In Frankfurt I planted myself and at your fair I slipped/
Fritz-Cola for everybody and something to eat /
A lot of cool authors but no off /
Super top stamps, I’ll have a good time /
I was wooondering, how will we be able to sneaaak
And that is what Silvia Nanclares and Silvia Herreros de Tejada, the Silvias, keep asking themselves every time they start their podcast En tu Feria me colé. They sing it to each other and say it to anyone who will listen: “We want to go to the Frankfurt Book Fair this year when Spain is the Guest of Honour, we want to experience first-hand the most important event in the international sector. Somebody invite us!!!”, they plead in unison.
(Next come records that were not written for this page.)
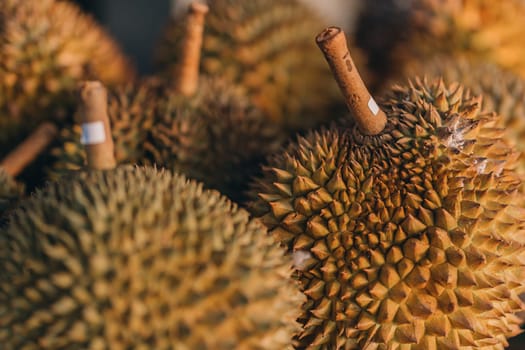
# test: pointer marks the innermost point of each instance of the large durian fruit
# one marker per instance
(216, 136)
(479, 30)
(266, 47)
(502, 91)
(10, 192)
(46, 46)
(132, 111)
(143, 259)
(409, 239)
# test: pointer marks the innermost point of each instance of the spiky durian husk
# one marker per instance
(503, 92)
(132, 111)
(268, 47)
(10, 192)
(481, 30)
(216, 136)
(46, 47)
(413, 237)
(140, 259)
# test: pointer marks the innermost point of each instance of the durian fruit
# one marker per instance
(10, 192)
(122, 258)
(503, 92)
(208, 128)
(479, 30)
(132, 111)
(264, 46)
(408, 237)
(216, 136)
(135, 258)
(46, 46)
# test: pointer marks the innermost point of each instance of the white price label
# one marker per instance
(93, 133)
(372, 106)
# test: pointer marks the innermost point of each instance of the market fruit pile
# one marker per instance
(181, 210)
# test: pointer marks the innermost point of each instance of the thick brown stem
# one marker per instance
(370, 119)
(187, 79)
(27, 151)
(96, 131)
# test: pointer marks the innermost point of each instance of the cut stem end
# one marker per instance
(370, 119)
(187, 80)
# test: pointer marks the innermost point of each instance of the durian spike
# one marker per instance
(188, 70)
(370, 119)
(96, 131)
(29, 149)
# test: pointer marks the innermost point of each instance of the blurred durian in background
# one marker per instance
(266, 47)
(46, 47)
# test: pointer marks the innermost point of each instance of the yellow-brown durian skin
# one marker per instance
(132, 112)
(502, 91)
(267, 47)
(46, 47)
(216, 136)
(141, 259)
(10, 192)
(410, 239)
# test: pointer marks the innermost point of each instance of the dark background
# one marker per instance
(137, 26)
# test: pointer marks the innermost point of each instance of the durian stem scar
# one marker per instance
(370, 119)
(187, 79)
(27, 151)
(96, 130)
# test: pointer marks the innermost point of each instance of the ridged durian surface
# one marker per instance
(10, 192)
(46, 47)
(503, 92)
(141, 259)
(132, 110)
(217, 136)
(268, 47)
(410, 239)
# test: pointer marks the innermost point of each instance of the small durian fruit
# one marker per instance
(209, 130)
(503, 92)
(46, 46)
(405, 32)
(407, 236)
(265, 46)
(131, 110)
(11, 190)
(135, 258)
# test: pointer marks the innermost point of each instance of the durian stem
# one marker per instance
(187, 80)
(370, 119)
(17, 160)
(96, 130)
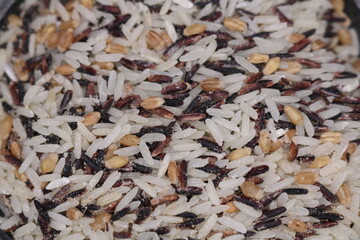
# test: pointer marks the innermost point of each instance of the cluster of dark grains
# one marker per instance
(13, 160)
(43, 219)
(249, 201)
(160, 79)
(282, 16)
(181, 43)
(260, 226)
(267, 214)
(93, 163)
(191, 223)
(210, 168)
(303, 235)
(76, 193)
(187, 215)
(325, 224)
(124, 234)
(189, 191)
(257, 171)
(165, 199)
(115, 10)
(296, 191)
(182, 174)
(328, 216)
(65, 101)
(299, 46)
(326, 192)
(212, 146)
(293, 151)
(313, 116)
(306, 158)
(114, 27)
(226, 69)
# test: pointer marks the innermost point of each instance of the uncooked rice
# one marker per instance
(179, 119)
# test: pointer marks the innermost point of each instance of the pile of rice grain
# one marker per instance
(179, 119)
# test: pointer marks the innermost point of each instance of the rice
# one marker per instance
(174, 169)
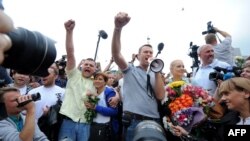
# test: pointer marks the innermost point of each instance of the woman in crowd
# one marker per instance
(246, 71)
(235, 93)
(102, 128)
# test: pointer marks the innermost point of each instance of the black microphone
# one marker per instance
(191, 44)
(103, 34)
(160, 47)
(34, 97)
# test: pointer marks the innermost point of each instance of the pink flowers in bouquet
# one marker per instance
(188, 103)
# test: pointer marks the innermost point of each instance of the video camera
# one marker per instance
(210, 29)
(61, 63)
(193, 54)
(225, 73)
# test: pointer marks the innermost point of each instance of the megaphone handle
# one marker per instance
(150, 90)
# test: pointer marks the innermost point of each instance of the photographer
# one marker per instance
(223, 51)
(16, 126)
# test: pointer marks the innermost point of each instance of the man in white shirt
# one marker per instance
(50, 94)
(208, 63)
(223, 51)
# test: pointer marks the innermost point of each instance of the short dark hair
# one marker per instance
(105, 77)
(90, 59)
(4, 90)
(145, 45)
(210, 38)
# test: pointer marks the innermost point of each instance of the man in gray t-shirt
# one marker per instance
(139, 103)
(223, 51)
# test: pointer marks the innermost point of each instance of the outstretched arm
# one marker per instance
(223, 33)
(71, 62)
(121, 19)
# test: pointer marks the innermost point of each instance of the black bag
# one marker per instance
(100, 132)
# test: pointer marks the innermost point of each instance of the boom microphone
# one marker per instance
(34, 97)
(103, 34)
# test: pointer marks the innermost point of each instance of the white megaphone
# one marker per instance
(156, 65)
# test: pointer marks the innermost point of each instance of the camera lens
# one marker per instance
(149, 130)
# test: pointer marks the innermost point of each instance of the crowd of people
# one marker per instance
(107, 105)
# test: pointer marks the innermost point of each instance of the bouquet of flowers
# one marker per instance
(90, 114)
(239, 61)
(188, 104)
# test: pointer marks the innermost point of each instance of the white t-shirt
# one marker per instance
(48, 97)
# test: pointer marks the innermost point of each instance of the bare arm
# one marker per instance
(71, 62)
(121, 19)
(108, 66)
(28, 130)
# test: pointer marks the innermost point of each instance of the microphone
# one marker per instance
(34, 97)
(160, 47)
(191, 44)
(103, 34)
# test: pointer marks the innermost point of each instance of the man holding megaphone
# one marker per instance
(139, 95)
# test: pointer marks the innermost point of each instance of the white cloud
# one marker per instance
(174, 22)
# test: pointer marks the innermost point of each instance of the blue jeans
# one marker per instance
(130, 132)
(74, 131)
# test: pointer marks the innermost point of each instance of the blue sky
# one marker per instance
(174, 22)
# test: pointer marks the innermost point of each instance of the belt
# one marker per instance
(139, 117)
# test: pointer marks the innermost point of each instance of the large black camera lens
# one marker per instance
(31, 53)
(149, 130)
(3, 113)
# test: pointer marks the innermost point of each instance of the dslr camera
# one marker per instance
(61, 63)
(210, 29)
(225, 73)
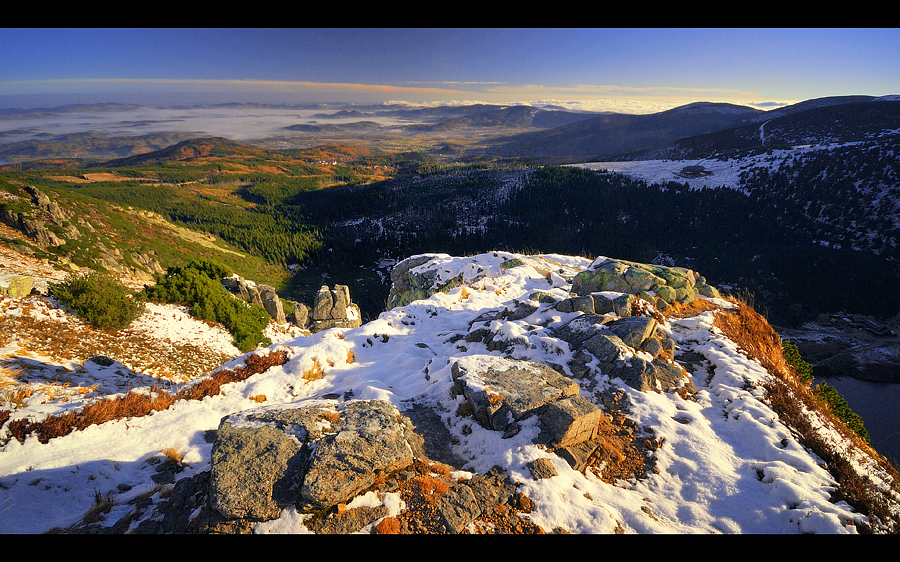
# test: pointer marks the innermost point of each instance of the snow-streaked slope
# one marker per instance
(727, 465)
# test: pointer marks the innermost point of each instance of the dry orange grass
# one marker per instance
(754, 336)
(792, 400)
(135, 404)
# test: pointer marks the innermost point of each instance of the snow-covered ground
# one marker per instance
(727, 465)
(723, 173)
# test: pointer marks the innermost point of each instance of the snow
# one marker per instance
(727, 465)
(725, 173)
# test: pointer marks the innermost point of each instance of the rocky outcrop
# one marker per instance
(16, 286)
(658, 284)
(500, 393)
(334, 309)
(35, 223)
(262, 295)
(419, 277)
(633, 349)
(315, 456)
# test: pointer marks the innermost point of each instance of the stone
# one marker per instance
(16, 286)
(571, 420)
(541, 468)
(503, 391)
(371, 439)
(670, 284)
(251, 474)
(608, 301)
(301, 314)
(272, 303)
(633, 331)
(334, 309)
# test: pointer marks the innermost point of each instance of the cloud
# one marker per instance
(199, 85)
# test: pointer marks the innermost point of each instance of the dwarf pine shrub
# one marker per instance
(792, 356)
(101, 299)
(199, 286)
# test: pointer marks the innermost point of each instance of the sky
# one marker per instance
(626, 70)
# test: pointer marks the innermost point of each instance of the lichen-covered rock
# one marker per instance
(334, 309)
(314, 456)
(16, 286)
(670, 284)
(421, 276)
(503, 391)
(609, 346)
(272, 303)
(371, 438)
(251, 475)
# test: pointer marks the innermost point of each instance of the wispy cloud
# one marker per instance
(251, 85)
(593, 97)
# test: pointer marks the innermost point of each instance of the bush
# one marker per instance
(792, 356)
(840, 408)
(101, 299)
(199, 286)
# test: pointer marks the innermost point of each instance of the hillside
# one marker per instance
(708, 449)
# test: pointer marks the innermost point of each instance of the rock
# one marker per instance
(272, 303)
(503, 391)
(541, 468)
(259, 457)
(334, 309)
(323, 304)
(316, 456)
(16, 286)
(670, 284)
(301, 314)
(467, 500)
(634, 331)
(263, 295)
(371, 438)
(571, 420)
(607, 345)
(252, 472)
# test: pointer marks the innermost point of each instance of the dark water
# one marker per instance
(878, 404)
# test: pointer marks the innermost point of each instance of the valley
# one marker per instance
(802, 227)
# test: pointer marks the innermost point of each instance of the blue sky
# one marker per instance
(632, 70)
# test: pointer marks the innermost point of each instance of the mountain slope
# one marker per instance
(716, 456)
(608, 135)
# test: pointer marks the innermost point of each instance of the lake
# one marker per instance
(876, 403)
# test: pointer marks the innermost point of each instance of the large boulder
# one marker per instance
(500, 393)
(272, 303)
(631, 349)
(652, 282)
(314, 456)
(16, 286)
(421, 276)
(333, 308)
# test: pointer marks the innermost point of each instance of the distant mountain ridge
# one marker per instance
(627, 137)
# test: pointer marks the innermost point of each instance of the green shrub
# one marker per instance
(199, 286)
(792, 356)
(101, 299)
(841, 409)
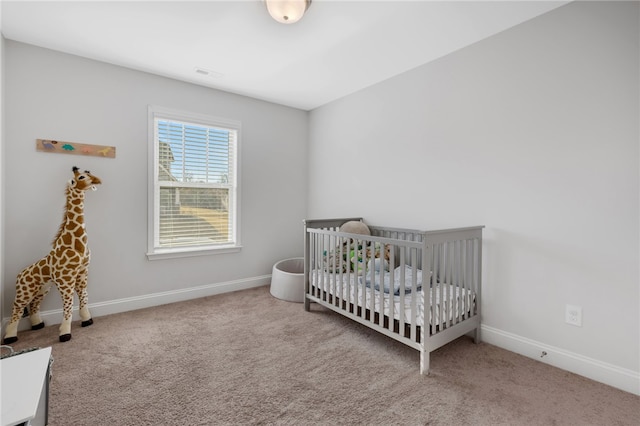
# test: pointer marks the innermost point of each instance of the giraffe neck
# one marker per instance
(72, 232)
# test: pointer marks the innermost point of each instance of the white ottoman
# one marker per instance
(287, 280)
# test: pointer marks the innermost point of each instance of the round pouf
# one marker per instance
(287, 280)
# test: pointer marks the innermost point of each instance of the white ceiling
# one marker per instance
(338, 48)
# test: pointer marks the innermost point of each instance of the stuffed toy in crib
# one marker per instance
(339, 260)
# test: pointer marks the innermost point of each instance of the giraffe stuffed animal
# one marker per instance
(66, 266)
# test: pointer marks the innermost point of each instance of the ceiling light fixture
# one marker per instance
(287, 11)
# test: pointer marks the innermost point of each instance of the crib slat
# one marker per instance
(392, 305)
(414, 293)
(402, 278)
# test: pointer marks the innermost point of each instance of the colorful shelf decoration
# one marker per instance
(75, 148)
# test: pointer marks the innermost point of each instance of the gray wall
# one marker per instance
(532, 133)
(51, 95)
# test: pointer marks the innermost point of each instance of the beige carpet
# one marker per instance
(248, 358)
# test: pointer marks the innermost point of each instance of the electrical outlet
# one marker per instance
(573, 315)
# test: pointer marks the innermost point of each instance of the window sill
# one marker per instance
(162, 254)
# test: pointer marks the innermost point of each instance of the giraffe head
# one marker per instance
(83, 181)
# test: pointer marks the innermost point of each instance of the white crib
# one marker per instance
(421, 288)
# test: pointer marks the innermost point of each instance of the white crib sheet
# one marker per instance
(354, 288)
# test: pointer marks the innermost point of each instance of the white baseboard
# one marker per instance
(99, 309)
(602, 372)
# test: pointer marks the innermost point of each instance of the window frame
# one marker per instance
(153, 207)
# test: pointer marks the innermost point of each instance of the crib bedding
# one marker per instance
(365, 291)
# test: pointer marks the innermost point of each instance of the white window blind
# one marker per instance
(195, 189)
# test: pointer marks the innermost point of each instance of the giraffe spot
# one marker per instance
(66, 238)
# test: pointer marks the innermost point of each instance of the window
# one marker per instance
(193, 203)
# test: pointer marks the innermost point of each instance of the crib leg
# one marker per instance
(424, 362)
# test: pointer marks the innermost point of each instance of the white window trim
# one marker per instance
(153, 252)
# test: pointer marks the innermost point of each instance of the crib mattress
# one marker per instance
(449, 301)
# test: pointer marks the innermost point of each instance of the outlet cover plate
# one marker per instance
(573, 315)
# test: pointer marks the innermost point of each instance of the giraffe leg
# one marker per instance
(65, 283)
(83, 297)
(34, 307)
(26, 284)
(11, 331)
(67, 313)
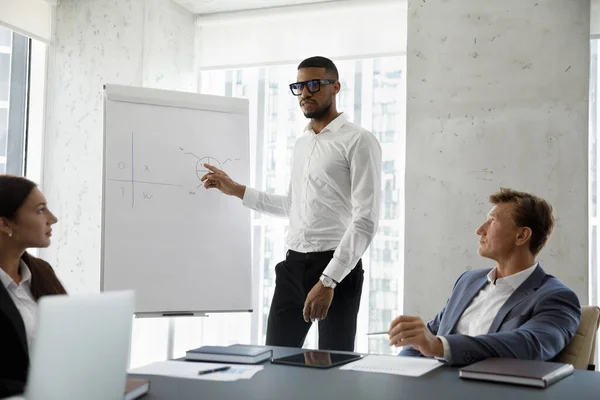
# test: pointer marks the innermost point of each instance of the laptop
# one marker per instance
(82, 346)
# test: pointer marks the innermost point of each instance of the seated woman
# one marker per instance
(25, 222)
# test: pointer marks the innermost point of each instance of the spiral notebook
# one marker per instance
(395, 365)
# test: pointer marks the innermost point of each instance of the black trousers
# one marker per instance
(295, 277)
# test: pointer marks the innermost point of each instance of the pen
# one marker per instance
(210, 371)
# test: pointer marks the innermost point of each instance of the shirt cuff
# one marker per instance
(447, 354)
(250, 199)
(336, 271)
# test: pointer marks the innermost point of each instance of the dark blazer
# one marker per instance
(537, 321)
(14, 356)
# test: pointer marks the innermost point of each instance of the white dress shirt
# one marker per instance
(479, 315)
(21, 296)
(334, 194)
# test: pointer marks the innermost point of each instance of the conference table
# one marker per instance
(283, 382)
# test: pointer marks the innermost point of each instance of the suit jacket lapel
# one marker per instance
(7, 307)
(465, 299)
(530, 285)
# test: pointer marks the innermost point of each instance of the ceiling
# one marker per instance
(214, 6)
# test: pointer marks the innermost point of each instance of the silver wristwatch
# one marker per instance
(327, 281)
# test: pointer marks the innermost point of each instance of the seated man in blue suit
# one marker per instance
(514, 310)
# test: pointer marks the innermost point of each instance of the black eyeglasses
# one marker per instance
(313, 86)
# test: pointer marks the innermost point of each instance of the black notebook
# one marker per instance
(520, 372)
(237, 353)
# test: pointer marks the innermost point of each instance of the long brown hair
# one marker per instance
(14, 191)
They are the protagonists of the Goethe-Institut España’s literary podcast that guides us towards the Frankfurt Book Fair 2022 and does so by little-trodden paths. With a light-hearted and somewhat provocative tone, the writers Tomo and Lomo from Carne Cruda have transformed themselves on this occasion into Sturm (storm) and Drang (desire). Their new avatars are a tribute to Sturm und Drang, the movement that, after the rationalism of the Enlightenment, gave rise to German Romanticism in the 18th century.
In each of their broadcasts, they talk to different authors and people from the literary world in search of curiosities, similarities and differences, but without falling into stereotypes. Theirs is a journey full of curiosity and new concerns about contemporary Spanish and German literature in order to reach the Frankfurt Book Fair without dying in the mainstream.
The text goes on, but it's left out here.